The retrospective recounts and compares the socio-cultural context in Italy to that in America, between the end of World War II and the ‘60s that enhanced the cross-pollination between art and Car Design. What influences guided the hands of our designers of the esteemed four wheels in the golden years of automotive development? And what contributions did our country give to the evolution of the language of design overseas?

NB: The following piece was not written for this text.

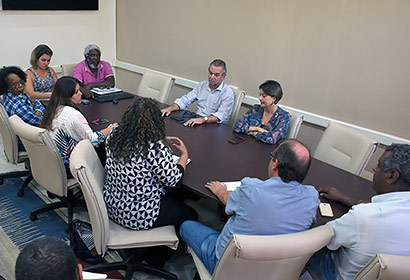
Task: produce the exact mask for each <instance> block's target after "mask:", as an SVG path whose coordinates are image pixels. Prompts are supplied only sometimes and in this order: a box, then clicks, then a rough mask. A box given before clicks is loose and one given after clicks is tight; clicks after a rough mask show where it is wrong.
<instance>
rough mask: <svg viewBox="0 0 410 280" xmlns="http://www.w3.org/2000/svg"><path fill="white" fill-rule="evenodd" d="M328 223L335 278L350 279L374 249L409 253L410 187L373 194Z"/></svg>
mask: <svg viewBox="0 0 410 280" xmlns="http://www.w3.org/2000/svg"><path fill="white" fill-rule="evenodd" d="M329 224H330V225H331V226H332V227H333V229H334V231H335V236H334V237H333V239H332V240H331V241H330V243H329V244H328V245H327V247H328V248H329V249H330V250H337V251H335V252H333V253H332V258H333V261H334V263H335V268H336V274H337V278H338V279H353V277H354V276H355V275H356V273H357V272H359V270H360V269H361V268H362V267H363V266H365V265H366V264H367V262H368V261H369V260H370V259H371V258H372V257H373V256H374V255H376V254H377V253H384V254H394V255H403V256H404V255H405V256H410V191H406V192H391V193H385V194H381V195H376V196H374V197H373V198H372V202H371V203H362V204H359V205H356V206H353V208H352V209H351V210H350V211H349V212H348V213H346V214H345V215H343V216H342V217H341V218H339V219H336V220H334V221H331V222H329Z"/></svg>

The exhibition is conceived as a journey into the splendor of the visual, musical and cinematic touches with references to those authors and artists who have depicted the historical imagination of the most revolutionary era of the twentieth-century, from Andy Warhol to Roy Lichtenstein, from Mimmo Rotella to Mario Schifano, Bert Stein and Tazio Secchiaroli. The exhibition opens with the unmistakable style of the Lincoln Continental, the 1961 sedan from the luxurious line whose history is intertwined with that of presidents and businessmen. The exhibition then follows the development of three main thematic areas - On the Road vs. La Strada, Cinecittà and Hollywood, Dive & Latin Lover - ranging from cinema and literature to painting and photography. These were the years of Jack Kerouac and Allen Ginsberg and art that exaggerated and distorted the symbols of consumerism and the myth of the City of Angels. It was also the moment television and advertising crept into houses, like a window to the world and sent out images of a nascent American counterculture that stood in stark contrast to an Italy that was starting to raising itself up again after the tragedy of war. The narrative of open landscapes in the eyes of young Americans met the issue of reconstruction and the myth of the industrial city, the realism of the suburbs and Pier Paolo Pasolini, the pin-up and James Dean.

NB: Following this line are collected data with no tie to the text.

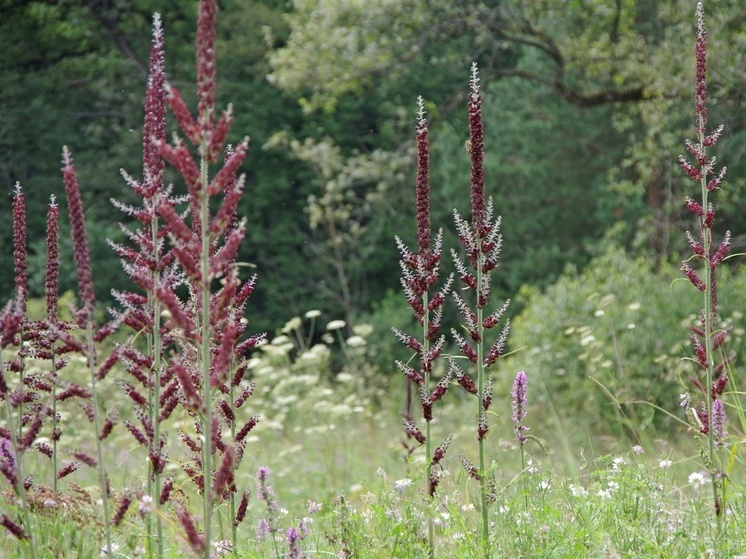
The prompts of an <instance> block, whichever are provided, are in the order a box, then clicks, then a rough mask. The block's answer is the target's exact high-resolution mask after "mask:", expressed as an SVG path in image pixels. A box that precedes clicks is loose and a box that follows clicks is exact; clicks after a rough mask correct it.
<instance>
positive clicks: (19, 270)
mask: <svg viewBox="0 0 746 559" xmlns="http://www.w3.org/2000/svg"><path fill="white" fill-rule="evenodd" d="M13 264H14V273H15V288H16V304H17V305H18V310H19V311H20V312H21V314H22V315H23V316H25V315H26V298H27V296H28V278H27V274H26V270H27V268H28V264H27V263H26V208H25V200H24V196H23V190H22V189H21V184H20V183H16V192H15V196H13Z"/></svg>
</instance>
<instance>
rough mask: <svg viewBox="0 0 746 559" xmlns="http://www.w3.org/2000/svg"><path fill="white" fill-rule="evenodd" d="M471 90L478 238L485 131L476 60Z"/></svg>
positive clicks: (473, 173) (475, 234)
mask: <svg viewBox="0 0 746 559" xmlns="http://www.w3.org/2000/svg"><path fill="white" fill-rule="evenodd" d="M470 85H471V91H470V92H469V145H468V149H469V154H470V155H471V219H472V225H473V227H474V233H475V235H476V237H477V239H481V238H482V237H483V236H484V231H483V229H484V212H485V203H484V131H483V129H482V94H481V91H480V85H479V70H478V69H477V64H476V62H475V63H473V64H472V67H471V80H470Z"/></svg>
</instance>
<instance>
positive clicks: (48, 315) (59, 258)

The retrospective continues in an area dedicated to cars, displaying the Buick and Plymouth, Fiat and Alfa Romeo of yesteryear, that develops the comparative narrative between the socio-cultural contexts that both Italian and American car designers took inspiration from. On the one hand, the eclectic creativity of Italian design that had a pacifying influence on an American style intent on exaggerating volumes and taking forms to their extremes; discreet, clean, soft lines moderated the angular exaggerations of American cars from their enormous tails and excessive grills. On the other hand, the American school, led by Harley Earl of General Motors and Virgil Exner of Chrysler, found its maximum expression through the strengthening of the balance between style and technology, transforming the craftsmanship modeling of Italian workshops into systematic and technological design. There were, in fact, many Italians who moved to the US to hone their skills in technology, from Giovanni Savonuzzi to Giovanni Michelotti, from Mario Revelli di Beaumont to Battista Pininfarina.

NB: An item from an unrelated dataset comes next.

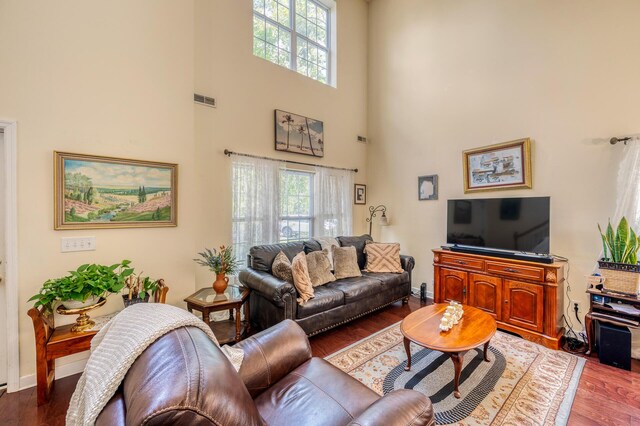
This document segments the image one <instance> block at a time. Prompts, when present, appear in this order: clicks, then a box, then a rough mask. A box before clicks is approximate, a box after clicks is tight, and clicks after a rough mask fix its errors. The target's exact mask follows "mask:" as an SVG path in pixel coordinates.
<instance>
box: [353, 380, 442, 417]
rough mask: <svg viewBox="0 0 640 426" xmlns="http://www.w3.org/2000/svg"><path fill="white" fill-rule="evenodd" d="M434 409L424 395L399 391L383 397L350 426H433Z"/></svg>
mask: <svg viewBox="0 0 640 426" xmlns="http://www.w3.org/2000/svg"><path fill="white" fill-rule="evenodd" d="M435 424H436V422H435V418H434V417H433V407H432V406H431V401H430V400H429V398H427V397H426V396H425V395H424V394H421V393H420V392H418V391H414V390H410V389H398V390H394V391H393V392H390V393H388V394H387V395H385V396H383V397H382V398H380V399H379V400H377V401H376V402H374V403H373V404H371V405H370V406H369V408H367V409H366V410H365V411H364V413H362V414H360V415H359V416H358V417H357V418H355V419H353V421H351V423H349V426H373V425H384V426H400V425H412V426H433V425H435Z"/></svg>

Thirteen cars will be on exhibition illustrating these two close, yet distant worlds; each of which enriched the creative dialogue of the other. Sedans and convertibles, symbols of the American dream and film stars of that era, with their extravagant colors and prominent features, alongside the small and elegant "jewels" produced by Italian automakers that demonstrated how in the years of the economic boom, the art of Italian car design, in one of its most fertile periods, came to be a renowned "school" which set the standards of global automotive design. The special guest of the opening night is a 1937 Packard Super-Eight 1501; part of the Museum's collection, it has been completely restored thanks to the instrumentation of Nicola Bulgari who, for the occasion, also lent MAUTO 57 original-model American cars.